Waiting for the bus, I looked around at the neighborhood. The King’s Arms added an outdoor patio area during the pandemic. Pal Joey’s across the street is long gone. The Italian speciality store that replaced it is gone, too. I haven’t been to the Colonnade in at least 20 years, and every time I’m in the area, the stores are always different. The Country Club Diner became a Walgreens, and then a Key Food, and now I think it’s a bank. Despite that, whenever I see that corner, it’s what I always think of.
Diners are my default place because I’m a creature of habit. I seek comfort in familiarity. That’s the thing about Staten Island, too: It’s comforting, no matter how much I dislike it. I know that I will see the ghost of the girl I used to be standing on a bus stop, an old friend in a street sign, or my Gram in a green diner booth, smiling at me from her wheelchair.

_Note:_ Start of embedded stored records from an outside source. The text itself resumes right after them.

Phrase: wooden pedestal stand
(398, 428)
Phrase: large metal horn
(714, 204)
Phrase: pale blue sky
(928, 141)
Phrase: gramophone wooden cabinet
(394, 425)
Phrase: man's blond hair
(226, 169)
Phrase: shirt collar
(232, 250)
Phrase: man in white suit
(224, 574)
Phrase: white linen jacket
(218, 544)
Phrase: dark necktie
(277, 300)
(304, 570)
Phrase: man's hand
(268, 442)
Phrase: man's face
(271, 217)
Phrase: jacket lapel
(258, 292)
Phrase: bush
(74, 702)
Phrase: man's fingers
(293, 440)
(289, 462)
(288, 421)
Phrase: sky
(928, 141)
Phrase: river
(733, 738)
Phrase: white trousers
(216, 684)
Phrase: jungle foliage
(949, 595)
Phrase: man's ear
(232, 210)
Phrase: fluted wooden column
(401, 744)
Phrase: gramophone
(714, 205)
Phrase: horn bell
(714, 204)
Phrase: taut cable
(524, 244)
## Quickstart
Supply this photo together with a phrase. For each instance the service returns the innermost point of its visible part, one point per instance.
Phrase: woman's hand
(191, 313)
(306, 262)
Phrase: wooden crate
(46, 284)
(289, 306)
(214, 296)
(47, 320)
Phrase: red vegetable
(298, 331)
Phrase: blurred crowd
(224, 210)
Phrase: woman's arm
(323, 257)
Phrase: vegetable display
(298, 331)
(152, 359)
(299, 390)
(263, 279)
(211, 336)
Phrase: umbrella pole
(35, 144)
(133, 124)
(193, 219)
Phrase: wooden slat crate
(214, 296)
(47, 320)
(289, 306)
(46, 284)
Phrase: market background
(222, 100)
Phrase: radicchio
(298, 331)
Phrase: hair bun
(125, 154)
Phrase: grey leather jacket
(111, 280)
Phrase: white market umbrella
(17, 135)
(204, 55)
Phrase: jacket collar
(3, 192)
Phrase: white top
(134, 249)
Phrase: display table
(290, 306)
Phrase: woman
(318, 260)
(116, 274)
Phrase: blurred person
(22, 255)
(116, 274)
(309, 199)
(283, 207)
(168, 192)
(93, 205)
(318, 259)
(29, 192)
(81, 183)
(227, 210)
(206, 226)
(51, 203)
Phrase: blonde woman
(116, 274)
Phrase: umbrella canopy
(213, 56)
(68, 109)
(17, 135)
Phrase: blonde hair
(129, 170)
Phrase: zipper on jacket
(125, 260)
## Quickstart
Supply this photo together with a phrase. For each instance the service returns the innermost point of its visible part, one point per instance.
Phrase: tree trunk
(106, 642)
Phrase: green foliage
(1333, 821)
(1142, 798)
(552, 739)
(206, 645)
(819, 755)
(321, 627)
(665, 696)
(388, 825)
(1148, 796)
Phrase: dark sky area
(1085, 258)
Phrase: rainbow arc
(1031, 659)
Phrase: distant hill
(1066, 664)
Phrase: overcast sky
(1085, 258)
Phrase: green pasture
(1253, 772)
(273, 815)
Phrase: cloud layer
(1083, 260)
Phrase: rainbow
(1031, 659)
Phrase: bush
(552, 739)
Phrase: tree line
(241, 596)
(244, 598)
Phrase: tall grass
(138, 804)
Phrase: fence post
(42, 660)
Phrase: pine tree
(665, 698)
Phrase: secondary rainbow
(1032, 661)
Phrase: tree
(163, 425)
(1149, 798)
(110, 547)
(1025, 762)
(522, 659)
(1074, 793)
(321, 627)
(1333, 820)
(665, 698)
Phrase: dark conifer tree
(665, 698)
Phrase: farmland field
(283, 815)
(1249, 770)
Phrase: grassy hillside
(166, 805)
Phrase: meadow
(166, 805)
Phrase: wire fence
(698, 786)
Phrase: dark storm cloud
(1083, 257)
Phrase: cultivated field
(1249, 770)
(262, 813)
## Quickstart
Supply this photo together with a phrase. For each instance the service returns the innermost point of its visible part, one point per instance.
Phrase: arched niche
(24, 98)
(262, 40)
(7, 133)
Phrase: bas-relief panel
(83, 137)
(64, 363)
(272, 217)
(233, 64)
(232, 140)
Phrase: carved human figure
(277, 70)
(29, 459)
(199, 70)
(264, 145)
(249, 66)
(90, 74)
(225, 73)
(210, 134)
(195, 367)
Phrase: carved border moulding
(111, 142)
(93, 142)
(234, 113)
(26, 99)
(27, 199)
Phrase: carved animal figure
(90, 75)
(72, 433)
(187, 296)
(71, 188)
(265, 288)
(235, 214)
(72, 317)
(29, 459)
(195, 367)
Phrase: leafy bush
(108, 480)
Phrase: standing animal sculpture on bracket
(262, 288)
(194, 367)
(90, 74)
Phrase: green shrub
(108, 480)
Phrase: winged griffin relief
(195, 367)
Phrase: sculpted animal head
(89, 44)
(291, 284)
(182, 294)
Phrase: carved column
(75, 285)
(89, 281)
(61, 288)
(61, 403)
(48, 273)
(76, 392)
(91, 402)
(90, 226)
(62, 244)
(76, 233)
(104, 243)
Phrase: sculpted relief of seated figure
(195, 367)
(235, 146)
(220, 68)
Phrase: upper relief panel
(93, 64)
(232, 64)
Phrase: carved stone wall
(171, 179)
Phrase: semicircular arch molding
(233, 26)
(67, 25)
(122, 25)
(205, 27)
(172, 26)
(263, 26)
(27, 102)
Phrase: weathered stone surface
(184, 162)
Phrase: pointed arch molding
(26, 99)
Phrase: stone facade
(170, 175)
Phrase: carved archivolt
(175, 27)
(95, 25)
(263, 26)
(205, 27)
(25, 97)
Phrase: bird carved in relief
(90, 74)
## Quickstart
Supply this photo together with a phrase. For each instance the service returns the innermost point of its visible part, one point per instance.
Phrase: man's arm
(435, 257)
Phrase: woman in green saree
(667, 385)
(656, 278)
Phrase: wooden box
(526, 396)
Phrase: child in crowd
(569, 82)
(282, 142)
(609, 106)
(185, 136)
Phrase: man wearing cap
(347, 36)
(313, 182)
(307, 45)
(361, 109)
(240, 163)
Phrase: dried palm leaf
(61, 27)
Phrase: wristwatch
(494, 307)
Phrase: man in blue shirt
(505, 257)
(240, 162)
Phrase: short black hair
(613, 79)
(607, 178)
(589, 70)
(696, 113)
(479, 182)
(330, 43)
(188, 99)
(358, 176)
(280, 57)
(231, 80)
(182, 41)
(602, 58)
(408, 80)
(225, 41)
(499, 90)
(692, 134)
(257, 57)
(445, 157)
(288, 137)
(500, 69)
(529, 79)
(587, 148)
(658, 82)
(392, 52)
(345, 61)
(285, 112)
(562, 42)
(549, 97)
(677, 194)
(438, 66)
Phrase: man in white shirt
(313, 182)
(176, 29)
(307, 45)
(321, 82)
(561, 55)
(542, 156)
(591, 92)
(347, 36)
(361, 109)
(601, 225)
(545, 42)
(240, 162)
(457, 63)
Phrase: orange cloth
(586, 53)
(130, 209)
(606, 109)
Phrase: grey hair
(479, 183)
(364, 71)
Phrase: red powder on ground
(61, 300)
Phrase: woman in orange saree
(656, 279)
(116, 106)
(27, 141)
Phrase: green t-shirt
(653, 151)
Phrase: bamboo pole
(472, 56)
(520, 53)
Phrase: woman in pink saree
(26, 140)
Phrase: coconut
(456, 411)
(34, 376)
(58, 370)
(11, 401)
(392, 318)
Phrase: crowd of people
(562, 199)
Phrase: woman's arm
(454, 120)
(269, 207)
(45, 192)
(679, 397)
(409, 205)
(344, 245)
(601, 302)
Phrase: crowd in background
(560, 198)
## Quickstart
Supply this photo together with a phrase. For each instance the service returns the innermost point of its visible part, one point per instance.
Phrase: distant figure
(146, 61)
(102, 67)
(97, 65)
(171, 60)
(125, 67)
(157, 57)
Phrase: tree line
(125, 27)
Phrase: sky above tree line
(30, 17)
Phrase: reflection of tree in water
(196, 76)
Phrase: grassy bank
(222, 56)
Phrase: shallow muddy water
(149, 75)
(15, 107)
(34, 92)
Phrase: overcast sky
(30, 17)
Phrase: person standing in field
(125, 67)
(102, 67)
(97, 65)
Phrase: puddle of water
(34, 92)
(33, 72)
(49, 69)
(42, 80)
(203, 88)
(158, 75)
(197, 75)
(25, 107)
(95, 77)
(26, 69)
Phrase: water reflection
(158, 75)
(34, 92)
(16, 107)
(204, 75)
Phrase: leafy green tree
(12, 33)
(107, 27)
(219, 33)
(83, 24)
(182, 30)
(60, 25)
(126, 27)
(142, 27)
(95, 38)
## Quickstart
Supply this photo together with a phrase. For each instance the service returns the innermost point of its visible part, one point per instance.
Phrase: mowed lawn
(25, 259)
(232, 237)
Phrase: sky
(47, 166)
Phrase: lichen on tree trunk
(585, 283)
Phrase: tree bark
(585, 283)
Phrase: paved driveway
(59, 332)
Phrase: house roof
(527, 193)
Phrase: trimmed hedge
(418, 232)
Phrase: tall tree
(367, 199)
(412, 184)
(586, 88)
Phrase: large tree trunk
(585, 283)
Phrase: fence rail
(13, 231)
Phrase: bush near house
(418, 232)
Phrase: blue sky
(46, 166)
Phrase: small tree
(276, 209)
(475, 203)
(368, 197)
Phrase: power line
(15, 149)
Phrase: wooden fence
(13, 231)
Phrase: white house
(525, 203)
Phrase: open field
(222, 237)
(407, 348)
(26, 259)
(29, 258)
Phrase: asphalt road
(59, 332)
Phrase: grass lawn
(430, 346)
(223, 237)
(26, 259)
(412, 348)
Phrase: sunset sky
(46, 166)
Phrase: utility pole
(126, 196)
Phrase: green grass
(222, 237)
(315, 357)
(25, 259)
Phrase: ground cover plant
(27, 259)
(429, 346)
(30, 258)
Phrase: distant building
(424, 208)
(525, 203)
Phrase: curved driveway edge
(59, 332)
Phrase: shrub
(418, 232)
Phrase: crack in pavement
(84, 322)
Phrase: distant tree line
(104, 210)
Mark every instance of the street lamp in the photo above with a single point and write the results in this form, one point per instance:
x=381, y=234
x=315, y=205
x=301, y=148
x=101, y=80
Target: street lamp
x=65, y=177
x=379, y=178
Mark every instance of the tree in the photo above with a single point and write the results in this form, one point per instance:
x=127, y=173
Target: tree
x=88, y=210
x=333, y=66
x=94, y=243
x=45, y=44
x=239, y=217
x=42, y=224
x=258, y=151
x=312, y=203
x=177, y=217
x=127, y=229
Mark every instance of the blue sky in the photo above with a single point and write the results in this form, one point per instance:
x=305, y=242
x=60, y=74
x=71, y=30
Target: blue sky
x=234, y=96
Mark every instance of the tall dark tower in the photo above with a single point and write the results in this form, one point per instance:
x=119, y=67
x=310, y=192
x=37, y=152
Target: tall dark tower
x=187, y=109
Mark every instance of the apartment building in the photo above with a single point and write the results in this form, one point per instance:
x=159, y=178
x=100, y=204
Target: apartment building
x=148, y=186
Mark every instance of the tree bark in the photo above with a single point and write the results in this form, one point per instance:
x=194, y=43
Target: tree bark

No matter which diner I go to, I know that the challah french toast is going to be delicious. I know that getting a roast beef club sandwich with curly fries and the aforementioned homemade cherry Coke from my favorite diner in the East Village will fill my stomach and my heart at the same time. But most importantly, I know that no matter how many years I’m away from New York City, no matter how many chocolate chip pancakes I eat in LA, those places will always be there. No matter how much changes, these diners stay the same (even when they’re gone).